The links mentioned are specifically employed to move robots in environments not suitable for the use of wheels. The similarity between these machines is the movement of output links corresponds to one rotation of the driver. With the given points acting as landing feet, some of the feet resting on the ground and bearing the weight of the whole machine (group A), some of them are moving forward (group B). For the remaining rotation of the driver, the feet in group A are moving while the weight transfer to group B (now are rested).

Fig. 1.

adapted from pin-joint mechanism: Jansen, Klann, Ghassaei linkages.

Moving robot

Designing movement methods for crawling robots is not a new study. There have been a number of studies using different approaches to construct and control the machines’ movement [7,8,9]. Unlike walking robots whose feet set on the ground with the loading compressing the structure, a crawling robot leans its legs on a horizontal bar and tends to stretch the frames in the mechanism (c.f. Fig. 2).

Fig. 2.

Compare crawling type (a) and walking type (b) in robot’legs.

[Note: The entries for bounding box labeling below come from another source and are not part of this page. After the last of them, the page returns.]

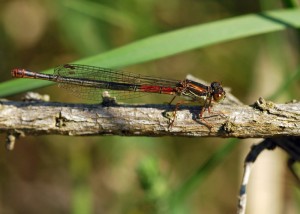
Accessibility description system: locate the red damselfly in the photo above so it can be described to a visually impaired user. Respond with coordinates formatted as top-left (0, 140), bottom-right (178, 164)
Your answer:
top-left (11, 64), bottom-right (225, 126)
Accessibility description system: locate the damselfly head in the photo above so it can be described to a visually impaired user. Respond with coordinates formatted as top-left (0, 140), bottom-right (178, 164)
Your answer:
top-left (210, 82), bottom-right (226, 102)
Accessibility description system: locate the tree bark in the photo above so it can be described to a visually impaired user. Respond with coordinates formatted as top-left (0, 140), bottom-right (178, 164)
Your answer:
top-left (0, 98), bottom-right (300, 138)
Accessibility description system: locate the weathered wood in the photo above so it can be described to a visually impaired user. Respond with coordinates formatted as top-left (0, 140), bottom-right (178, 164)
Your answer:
top-left (0, 99), bottom-right (300, 138)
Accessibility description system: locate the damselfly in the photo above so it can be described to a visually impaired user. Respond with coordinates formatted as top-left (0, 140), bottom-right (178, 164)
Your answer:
top-left (11, 64), bottom-right (225, 125)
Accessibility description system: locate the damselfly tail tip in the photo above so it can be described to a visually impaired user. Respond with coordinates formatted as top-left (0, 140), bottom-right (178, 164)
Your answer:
top-left (10, 68), bottom-right (24, 77)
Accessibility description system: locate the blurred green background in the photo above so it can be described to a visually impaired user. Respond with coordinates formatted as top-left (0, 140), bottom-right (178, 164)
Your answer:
top-left (0, 0), bottom-right (300, 214)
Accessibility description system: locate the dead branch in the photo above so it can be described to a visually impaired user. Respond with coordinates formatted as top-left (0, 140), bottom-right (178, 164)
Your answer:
top-left (0, 99), bottom-right (300, 138)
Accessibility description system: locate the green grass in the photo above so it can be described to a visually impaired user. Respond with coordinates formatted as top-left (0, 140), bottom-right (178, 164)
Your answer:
top-left (0, 9), bottom-right (300, 97)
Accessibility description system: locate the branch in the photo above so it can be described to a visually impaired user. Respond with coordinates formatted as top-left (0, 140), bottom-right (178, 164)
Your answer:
top-left (0, 96), bottom-right (300, 138)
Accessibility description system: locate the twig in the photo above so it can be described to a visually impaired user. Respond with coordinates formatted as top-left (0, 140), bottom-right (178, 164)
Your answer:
top-left (0, 99), bottom-right (300, 138)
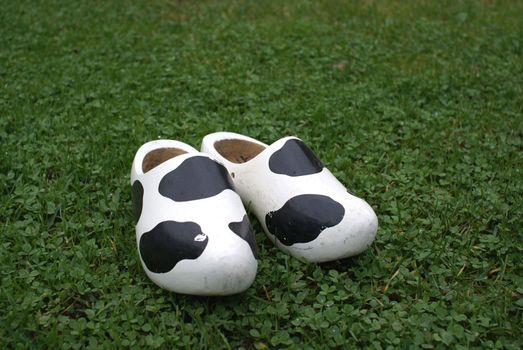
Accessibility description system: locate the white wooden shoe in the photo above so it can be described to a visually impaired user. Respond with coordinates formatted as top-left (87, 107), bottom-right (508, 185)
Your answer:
top-left (202, 132), bottom-right (378, 262)
top-left (131, 140), bottom-right (257, 295)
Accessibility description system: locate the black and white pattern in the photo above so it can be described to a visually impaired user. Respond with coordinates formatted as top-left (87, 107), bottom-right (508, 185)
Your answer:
top-left (265, 194), bottom-right (345, 246)
top-left (131, 140), bottom-right (257, 295)
top-left (202, 132), bottom-right (378, 262)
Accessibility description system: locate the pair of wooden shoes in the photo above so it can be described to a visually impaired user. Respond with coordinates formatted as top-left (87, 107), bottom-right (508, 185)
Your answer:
top-left (131, 132), bottom-right (378, 295)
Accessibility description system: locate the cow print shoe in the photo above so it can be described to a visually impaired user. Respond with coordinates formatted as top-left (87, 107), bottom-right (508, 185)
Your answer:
top-left (131, 140), bottom-right (257, 295)
top-left (202, 132), bottom-right (378, 262)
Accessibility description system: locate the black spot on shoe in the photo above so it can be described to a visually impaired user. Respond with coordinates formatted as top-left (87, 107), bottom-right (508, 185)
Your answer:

Clearly that even without wheels, using the structure from Fig. 2a to move the whole system along a hanging bar is still possible. However, it is not easy to analyze the movement and stability of the machine using movement linkages without simulation.

This study proposes an application of the inversion method in determining the movement of the mechanism. By employing analytical equations, the kinematic parameters of the robot are calculated, includes tilting, velocity, position, and even formation of the robotic legs. A 2D linkage was also constructed in the Working Model environment to verify the accuracy of the proposed model.

2 Kinetic and Dynamic Analysis

According to the locus of the leg from Fig. 2, its movement is separated into two phases: raising phase (a) moving leg from the bar and sliding phase (b) where this leg lean on the bar for the robot to crawl forward. The number of the leg also affects the stability of the mechanism. If the position of the feet is not symmetrical, the robot’s center of gravity will be deflected, causing instability and oscillation during the movement.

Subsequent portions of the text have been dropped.